Newsletter 8: Navigating the Nuances: A Compass for Tech Investment Metrics
Did you know? Peter Drucker never actually said, 'What gets measured gets managed.' I have bit my tongue innumerable times when executives have shared this misquote in support of their quixotic pursuits. Invariably it ends poorly, but we of the management have another unfortunate credo “never give up”.
While I’ve learned to refrain from correcting every misattributed quote in boardrooms, in this space—with peers who value precision—I'll take the liberty to set the record straight. This brings us to Goodhart's law, a principle that echoes the sentiment often miscredited to Drucker but delves much deeper into the consequences of measurement.
Goodhart's law is an adage often stated as, "When a measure becomes a target, it ceases to be a good measure.” It is named after British economist Charles Goodhart, who is credited with expressing the core idea of the adage in a 1975 article on monetary policy in the United Kingdom: “Any observed statistical regularity will tend to collapse once pressure is placed upon it for control purposes.”
So should we NOT measure our technology investments?
The Point: Through the Telemetry Lens; Observing Tech Investments
I like to often think about the measurements in technology investment using two allegories.
The first allegory draws from the concept of 'Rational Expectations.' When people are incentivized to sell more cars, they will push hard to increase sales, even if it results in a loss. This single-minded pursuit can overshadow the broader objective of profitable growth. It’s a similar case with technology costs. If the incentive focuses purely on cost management, other crucial aspects such as the return on investment or customer satisfaction may fall by the wayside. This narrow approach can often backfire—this much I've seen firsthand.
Let's pause here to let that sink in before we explore another metaphor.
Moving to the second allegory, let's talk about telemetry. For those who may not be familiar, telemetry is the automatic measurement and wireless transmission of data from remote sources. In the engineering world, it's a vital tool that allows us to monitor and manage complex systems from afar. This concept has captivated me since the early days of my engineering career. In cars, aircraft, oil rigs; engineers operate the world based on telemetry data. They use it as a decision making mechanism, not an objective function. I was fascinated by the success of SpaceX through their radical transparency with all of their launches including all the failures and their use of telemetry data to manage their craft and the launches. In fact amateur radio operators were able to lock into 2232.5 MHz telemetry downlink from a Falcon 9 upper stage. In addition to interesting plaintext snippets from the unencrypted feed they were able to capture some amazing images from the spacecraft's cameras. After that discovery was public, SpaceX chose to encrypt that data. Here is the GitHub link with some of the data captured if you're interested: https://github.com/shahar603/Telemetry-Data
You might be wondering, with a touch of skepticism perhaps, 'How do we then observe our technology investment without falling into the trap of misused metrics?' It's a valid concern. We certainly can't operate on gut feeling alone, can we? Here's what I think:
I look at it as a simple mechanism: on one side we have Inputs (cost side) which are applied to the Methods and Processes (Processing Systems - improving or deteriorating) leading to Outputs (value side) that can be evaluated versus expectations.

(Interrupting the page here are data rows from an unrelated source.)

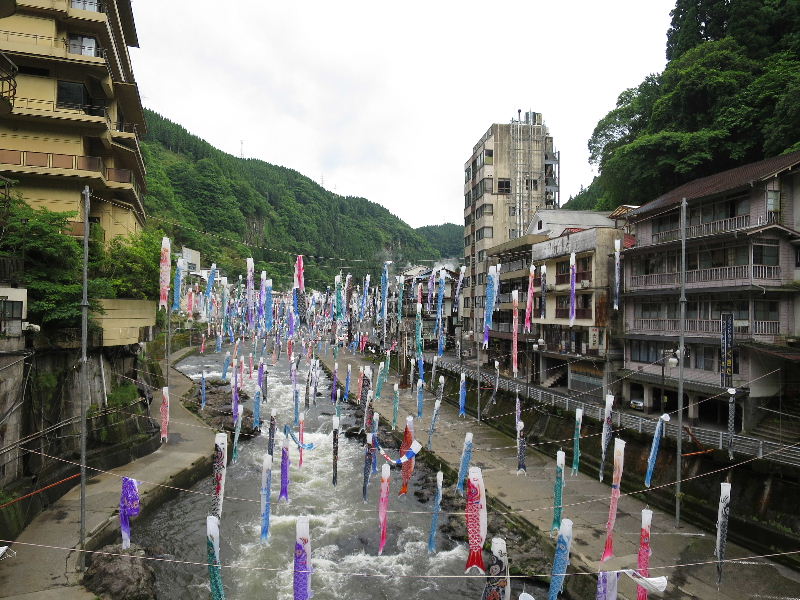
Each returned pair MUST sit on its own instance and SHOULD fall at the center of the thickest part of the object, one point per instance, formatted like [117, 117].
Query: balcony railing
[706, 326]
[733, 273]
[712, 228]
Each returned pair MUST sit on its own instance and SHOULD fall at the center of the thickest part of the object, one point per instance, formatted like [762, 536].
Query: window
[83, 45]
[765, 310]
[766, 253]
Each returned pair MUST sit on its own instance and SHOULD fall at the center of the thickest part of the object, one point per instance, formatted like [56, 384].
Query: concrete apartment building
[76, 111]
[582, 356]
[513, 171]
[742, 257]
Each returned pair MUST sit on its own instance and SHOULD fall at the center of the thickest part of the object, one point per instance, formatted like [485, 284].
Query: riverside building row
[742, 259]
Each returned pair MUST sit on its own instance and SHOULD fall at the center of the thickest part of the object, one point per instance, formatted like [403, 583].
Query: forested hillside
[728, 96]
[217, 203]
[447, 238]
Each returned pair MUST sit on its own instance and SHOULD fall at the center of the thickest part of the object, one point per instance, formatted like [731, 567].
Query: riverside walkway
[531, 497]
[44, 574]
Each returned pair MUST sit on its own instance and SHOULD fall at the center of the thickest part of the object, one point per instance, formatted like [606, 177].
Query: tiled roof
[722, 182]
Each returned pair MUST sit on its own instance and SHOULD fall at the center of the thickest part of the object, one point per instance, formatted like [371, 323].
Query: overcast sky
[385, 100]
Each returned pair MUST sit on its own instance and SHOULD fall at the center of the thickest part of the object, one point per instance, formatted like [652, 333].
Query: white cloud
[386, 101]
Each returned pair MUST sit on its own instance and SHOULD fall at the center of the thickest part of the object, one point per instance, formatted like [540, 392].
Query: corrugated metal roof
[721, 182]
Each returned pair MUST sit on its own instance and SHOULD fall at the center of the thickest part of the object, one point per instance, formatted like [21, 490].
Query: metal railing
[720, 440]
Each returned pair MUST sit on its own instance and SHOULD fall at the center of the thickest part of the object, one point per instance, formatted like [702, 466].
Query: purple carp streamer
[605, 438]
[266, 491]
[723, 513]
[383, 505]
[561, 559]
[128, 507]
[437, 506]
[212, 549]
[302, 560]
[619, 460]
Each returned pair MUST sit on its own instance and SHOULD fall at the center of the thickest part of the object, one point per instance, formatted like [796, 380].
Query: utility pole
[681, 355]
[84, 369]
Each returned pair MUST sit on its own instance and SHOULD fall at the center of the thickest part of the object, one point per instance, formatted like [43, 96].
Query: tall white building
[513, 172]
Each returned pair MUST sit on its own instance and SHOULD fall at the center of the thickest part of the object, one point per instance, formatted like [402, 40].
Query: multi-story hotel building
[512, 172]
[74, 117]
[742, 258]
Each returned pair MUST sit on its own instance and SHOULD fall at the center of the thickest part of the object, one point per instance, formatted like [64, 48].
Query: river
[344, 530]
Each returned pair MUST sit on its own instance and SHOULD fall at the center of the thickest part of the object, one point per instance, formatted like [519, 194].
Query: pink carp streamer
[619, 458]
[643, 562]
[383, 505]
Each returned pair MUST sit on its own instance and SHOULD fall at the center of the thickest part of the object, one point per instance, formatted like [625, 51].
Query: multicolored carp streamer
[576, 442]
[273, 426]
[219, 469]
[619, 460]
[492, 282]
[203, 390]
[180, 269]
[529, 300]
[383, 505]
[572, 269]
[395, 405]
[643, 558]
[266, 491]
[226, 365]
[214, 565]
[651, 460]
[723, 513]
[164, 414]
[605, 437]
[466, 458]
[521, 449]
[515, 332]
[460, 283]
[128, 507]
[543, 312]
[498, 579]
[558, 493]
[462, 396]
[477, 521]
[285, 464]
[236, 431]
[335, 421]
[164, 272]
[607, 582]
[302, 560]
[405, 446]
[368, 455]
[437, 507]
[561, 559]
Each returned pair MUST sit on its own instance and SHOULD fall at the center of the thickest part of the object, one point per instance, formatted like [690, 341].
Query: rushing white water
[344, 529]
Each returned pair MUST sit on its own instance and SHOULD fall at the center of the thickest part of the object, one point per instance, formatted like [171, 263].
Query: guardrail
[720, 440]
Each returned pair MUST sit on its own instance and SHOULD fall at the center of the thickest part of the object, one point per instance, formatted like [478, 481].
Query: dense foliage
[447, 238]
[728, 96]
[229, 208]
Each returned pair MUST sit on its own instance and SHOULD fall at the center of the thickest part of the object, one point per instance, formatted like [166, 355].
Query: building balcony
[733, 276]
[706, 327]
[703, 229]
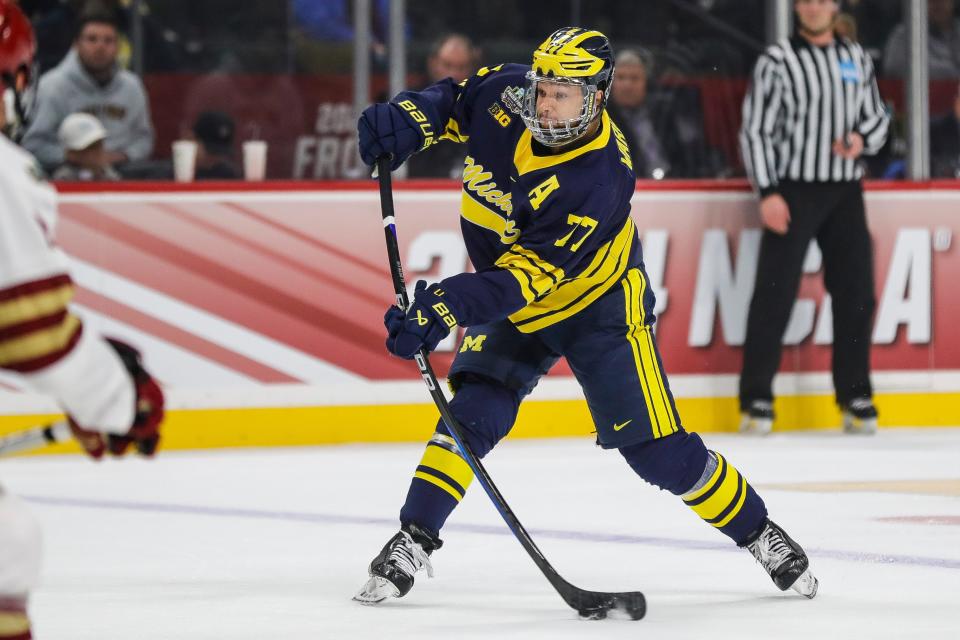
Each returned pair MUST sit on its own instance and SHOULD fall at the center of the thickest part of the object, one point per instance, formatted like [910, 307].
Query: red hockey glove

You can look at this continuum in any order. There are merits to working “outcome back”, optimizing the processes to adjust input for better outcomes or working the inputs to determine which are most causal. It depends on the business and the situation.
For our purposes today, I will just go left to right. Fair warning, all these notions, terms and acronyms are mine. Feel free to use, just make sure you give credit back every time you use them.
Cost is an important consideration. True cost is a crucial input because it affects margin. Investment, because it allows us to pursue revenue and growth. Upon closer inspection,it turns out that the objective function is not cost, it is margin and revenue growth.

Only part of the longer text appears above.